The path for Chinese enterprises entering India is similarly fraught with difficulties. Phone manufacturers, equipment suppliers, and mobile developers have been particularly targeted, with at least 500 companies fined in India. In April 2022, India’s Ministry of Corporate Affairs (MCA) registered over 700 cases nationwide against companies whose promoters and directors were Chinese nationals. Chinese companies under investigation included Vivo, Xiaomi, OPPO, and several Indian subsidiaries of Alibaba. On September 8, the Indian Ministry of Corporate Affairs (MCA) initiated investigations into several Chinese companies operating in India, including Jilian Consultants India Pvt Ltd. It was accused by the MCA of assisting Chinese companies in registering shell companies. Its office was searched without prior notification, with computers and client data seized, bank accounts frozen, and employees traumatized. Several female Indian employees were physically assaulted and threatened. Jilian Consultants India’s business suffered severe disruption and paralysis as a result.

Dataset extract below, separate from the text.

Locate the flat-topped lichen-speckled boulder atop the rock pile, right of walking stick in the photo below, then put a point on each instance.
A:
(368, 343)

On September 6, Jilian Consultants India’s General Manager, Dortse, took leave for personal reasons and traveled to northern India. On September 8, Dortse was arrested by the SFIO without cause at a hotel and falsely accused of fleeing. Subsequently, Dortse’s mobile phone was confiscated, and personal freedom was restricted. Following the incident, Jilian Consultants India Pvt Ltd proactively contacted relevant Indian government departments and fully cooperated with the investigation according to regulations and procedures. Simultaneously, legal counsel was engaged to provide evidence of Dortse’s leave application, round-trip flight tickets, and accommodation records to prove Dortse had not fled, and to request the lifting of the restriction order. Jilian Consultants India’s General Manager Dortse was finally granted bail and released on June 9, 2023. As of now, Jilian Group has still not received specific information from official Indian notifications, and the Indian government has provided no evidence of any illegal or irregular conduct by Jilian Consultants India Pvt Ltd. This situation has become a microcosm of the Indian government’s crackdown on Chinese enterprises.

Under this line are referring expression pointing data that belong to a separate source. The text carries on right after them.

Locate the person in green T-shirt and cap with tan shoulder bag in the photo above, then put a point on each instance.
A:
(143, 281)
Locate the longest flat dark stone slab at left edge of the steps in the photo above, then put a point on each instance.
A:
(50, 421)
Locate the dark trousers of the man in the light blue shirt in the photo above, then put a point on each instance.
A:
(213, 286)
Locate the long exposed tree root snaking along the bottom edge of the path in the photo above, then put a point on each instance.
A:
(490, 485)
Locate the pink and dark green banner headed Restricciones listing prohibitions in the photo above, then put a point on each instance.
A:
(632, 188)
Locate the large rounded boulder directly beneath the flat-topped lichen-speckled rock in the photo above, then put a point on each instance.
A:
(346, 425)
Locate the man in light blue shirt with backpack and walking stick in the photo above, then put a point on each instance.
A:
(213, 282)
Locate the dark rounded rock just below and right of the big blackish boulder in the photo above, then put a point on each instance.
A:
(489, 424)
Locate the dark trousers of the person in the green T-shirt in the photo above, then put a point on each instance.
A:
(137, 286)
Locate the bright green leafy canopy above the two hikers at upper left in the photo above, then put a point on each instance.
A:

Doing business in India requires navigating not only multiple overlapping regulatory authorities but also a complex and “flexible” tax system. Some companies describe it as “like a bottomless black hole, where the rules are opaque.” While companies investing and setting up factories in India are often promised substantial support and attractive tax incentives upfront, they inevitably face various operational challenges in practice, making the path to doing business daunting. While entering India may appear straightforward, foreign enterprises must not overlook its significant issues: vast wealth disparity, an incomplete industrial system, continuous brain drain of skilled professionals, and underdeveloped financial industries.